Pour conquérir de nouveaux clients, le transporteur ferroviaire ne peut plus lancer de nouvelles lignes. Ses finances ne le lui permettent pas. La dette de l’entreprise frise les 50 milliards d’euros et le coût d’un kilomètre de voie à grande vitesse oscille entre 18 et 25 millions d’euros. Les deux nouvelles lignes Paris-Bordeaux et Paris-Rennes ont d’ailleurs été concédées au secteur privé. Une première ! C’est un consortium d’entreprise du BTP, emmené par Vinci, qui les a financés et construites. Il facture ensuite, un droit d’utilisation à la SNCF. Au final, le voyageur paie un supplément sur chaque minute gagnée. Entre Paris et Bordeaux, le prix du billet devrait donc augmenter de 6 euros à 10 euros.

Quel danger majeur guette la SNCF ?

Les voyageurs s’en réjouiront tout autant que le transporteur national s’en inquiète : le transport ferroviaire est l’un des derniers bastions non ouverts à la concurrence et cela va changer. Exception faite de Paris-Strasbourg et des liaisons internationales, la SNCF est aujourd’hui en position de monopole sur le rail français. Mais cette situation confortable pour la compagnie de chemin de fer nationale devrait normalement prendre fin, à titre expérimental, dès 2018 sur les lignes régionales. Dans le Sud-Est, des opérateurs italiens pourraient venir faire une incursion sur le marché français. Et en 2020, ce sont les grandes lignes - et donc le TGV - qui devaient être confrontées à la concurrence. Selon un dirigeant de la SNCF, la Deutsche Bahn serait dans les starting-blocks pour attaquer le marché des lignes les plus rentables comme la sacro-sainte Paris-Lyon.

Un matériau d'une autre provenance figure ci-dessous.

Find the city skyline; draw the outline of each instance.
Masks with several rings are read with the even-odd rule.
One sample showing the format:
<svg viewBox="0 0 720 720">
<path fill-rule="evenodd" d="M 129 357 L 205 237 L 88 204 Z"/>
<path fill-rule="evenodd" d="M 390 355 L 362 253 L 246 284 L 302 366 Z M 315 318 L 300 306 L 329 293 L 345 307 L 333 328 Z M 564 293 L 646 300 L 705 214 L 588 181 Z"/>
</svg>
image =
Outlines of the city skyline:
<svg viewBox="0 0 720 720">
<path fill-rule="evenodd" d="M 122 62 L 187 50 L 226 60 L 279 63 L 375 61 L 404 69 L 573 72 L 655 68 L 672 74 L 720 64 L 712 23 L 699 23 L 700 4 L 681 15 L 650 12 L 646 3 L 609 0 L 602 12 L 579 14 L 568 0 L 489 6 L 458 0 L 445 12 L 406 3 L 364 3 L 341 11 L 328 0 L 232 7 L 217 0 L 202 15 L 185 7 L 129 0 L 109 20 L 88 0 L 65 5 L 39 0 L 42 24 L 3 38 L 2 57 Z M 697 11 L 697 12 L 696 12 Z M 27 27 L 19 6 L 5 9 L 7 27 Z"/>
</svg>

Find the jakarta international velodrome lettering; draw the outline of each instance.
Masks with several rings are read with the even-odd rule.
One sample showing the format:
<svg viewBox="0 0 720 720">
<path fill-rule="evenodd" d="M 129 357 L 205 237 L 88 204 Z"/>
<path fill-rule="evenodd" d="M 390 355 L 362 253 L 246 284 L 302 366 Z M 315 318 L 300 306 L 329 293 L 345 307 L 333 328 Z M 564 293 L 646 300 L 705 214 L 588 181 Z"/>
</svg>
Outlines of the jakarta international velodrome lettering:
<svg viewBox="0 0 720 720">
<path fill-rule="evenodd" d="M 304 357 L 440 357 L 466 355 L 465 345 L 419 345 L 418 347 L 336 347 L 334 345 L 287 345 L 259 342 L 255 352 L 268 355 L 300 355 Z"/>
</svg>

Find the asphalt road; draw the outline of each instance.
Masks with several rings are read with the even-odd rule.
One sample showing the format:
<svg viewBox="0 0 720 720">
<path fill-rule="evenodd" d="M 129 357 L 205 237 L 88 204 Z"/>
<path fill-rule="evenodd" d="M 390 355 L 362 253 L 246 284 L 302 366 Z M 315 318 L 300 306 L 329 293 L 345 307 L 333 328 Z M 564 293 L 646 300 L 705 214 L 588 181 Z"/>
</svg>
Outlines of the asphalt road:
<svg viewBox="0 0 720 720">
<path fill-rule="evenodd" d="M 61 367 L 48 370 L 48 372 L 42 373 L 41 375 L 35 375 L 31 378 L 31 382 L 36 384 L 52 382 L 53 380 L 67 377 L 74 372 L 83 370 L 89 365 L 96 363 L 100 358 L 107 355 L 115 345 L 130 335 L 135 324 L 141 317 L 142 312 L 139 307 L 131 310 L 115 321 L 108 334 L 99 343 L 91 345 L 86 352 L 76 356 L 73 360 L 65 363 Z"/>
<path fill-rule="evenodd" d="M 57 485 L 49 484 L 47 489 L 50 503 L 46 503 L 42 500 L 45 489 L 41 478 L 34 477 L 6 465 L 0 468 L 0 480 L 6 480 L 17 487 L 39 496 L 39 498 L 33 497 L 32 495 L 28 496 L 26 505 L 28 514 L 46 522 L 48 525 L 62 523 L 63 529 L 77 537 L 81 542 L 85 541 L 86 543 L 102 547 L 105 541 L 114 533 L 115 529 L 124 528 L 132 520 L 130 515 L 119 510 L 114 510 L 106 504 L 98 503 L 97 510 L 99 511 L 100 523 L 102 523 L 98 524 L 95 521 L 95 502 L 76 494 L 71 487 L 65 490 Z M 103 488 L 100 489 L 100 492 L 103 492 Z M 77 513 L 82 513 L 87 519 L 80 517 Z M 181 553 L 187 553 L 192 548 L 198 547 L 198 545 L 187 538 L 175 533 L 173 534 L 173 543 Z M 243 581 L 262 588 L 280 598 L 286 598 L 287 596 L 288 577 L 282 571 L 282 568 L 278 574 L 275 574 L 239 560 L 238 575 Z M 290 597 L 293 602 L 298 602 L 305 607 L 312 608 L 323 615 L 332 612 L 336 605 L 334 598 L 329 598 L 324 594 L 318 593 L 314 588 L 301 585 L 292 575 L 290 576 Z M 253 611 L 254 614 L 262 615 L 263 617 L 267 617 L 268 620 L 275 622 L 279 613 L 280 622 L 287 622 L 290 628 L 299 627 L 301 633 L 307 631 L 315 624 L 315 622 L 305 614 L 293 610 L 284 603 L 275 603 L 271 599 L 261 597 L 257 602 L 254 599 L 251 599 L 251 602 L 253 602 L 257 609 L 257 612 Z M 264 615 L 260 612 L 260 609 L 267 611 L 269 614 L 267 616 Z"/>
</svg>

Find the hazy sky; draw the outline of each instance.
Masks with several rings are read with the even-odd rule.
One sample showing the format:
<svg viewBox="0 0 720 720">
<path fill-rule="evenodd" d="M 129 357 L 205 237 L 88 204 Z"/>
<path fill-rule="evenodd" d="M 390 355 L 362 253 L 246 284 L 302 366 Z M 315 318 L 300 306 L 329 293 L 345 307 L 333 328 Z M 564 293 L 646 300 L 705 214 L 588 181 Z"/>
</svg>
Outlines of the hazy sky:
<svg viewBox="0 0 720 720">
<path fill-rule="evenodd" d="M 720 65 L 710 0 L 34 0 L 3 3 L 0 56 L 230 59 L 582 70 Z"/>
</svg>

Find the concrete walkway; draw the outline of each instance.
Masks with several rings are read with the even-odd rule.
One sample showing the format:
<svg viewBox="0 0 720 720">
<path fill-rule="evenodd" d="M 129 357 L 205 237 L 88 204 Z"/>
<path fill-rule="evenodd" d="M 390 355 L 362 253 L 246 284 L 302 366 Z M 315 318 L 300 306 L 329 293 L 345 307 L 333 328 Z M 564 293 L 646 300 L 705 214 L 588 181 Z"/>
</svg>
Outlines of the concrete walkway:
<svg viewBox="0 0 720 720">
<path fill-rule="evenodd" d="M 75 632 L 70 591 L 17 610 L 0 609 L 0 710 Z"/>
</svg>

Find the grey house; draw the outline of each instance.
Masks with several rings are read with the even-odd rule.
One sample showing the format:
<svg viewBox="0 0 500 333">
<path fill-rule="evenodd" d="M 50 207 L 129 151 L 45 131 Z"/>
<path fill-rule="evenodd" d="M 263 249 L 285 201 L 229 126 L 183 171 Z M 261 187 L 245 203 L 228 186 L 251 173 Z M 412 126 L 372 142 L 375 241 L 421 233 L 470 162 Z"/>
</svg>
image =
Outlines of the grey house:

Visiblement, la question taraude le PDG Guillaume Pepy, qui justifie le relooking de sa maison par ces changements à venir dans le paysage concurrentiel : «Mon obsession est que l’on ne se retrouve pas dans le mur quand la concurrence va arriver, comme ce qui s’est produit pour les compagnies aériennes traditionnelles qui n’ont pas vu venir les low-cost.» Mais, en son temps, Air France n’avait pas été jusqu’à repeindre la carlingue de ses avions aux couleurs du «Oui».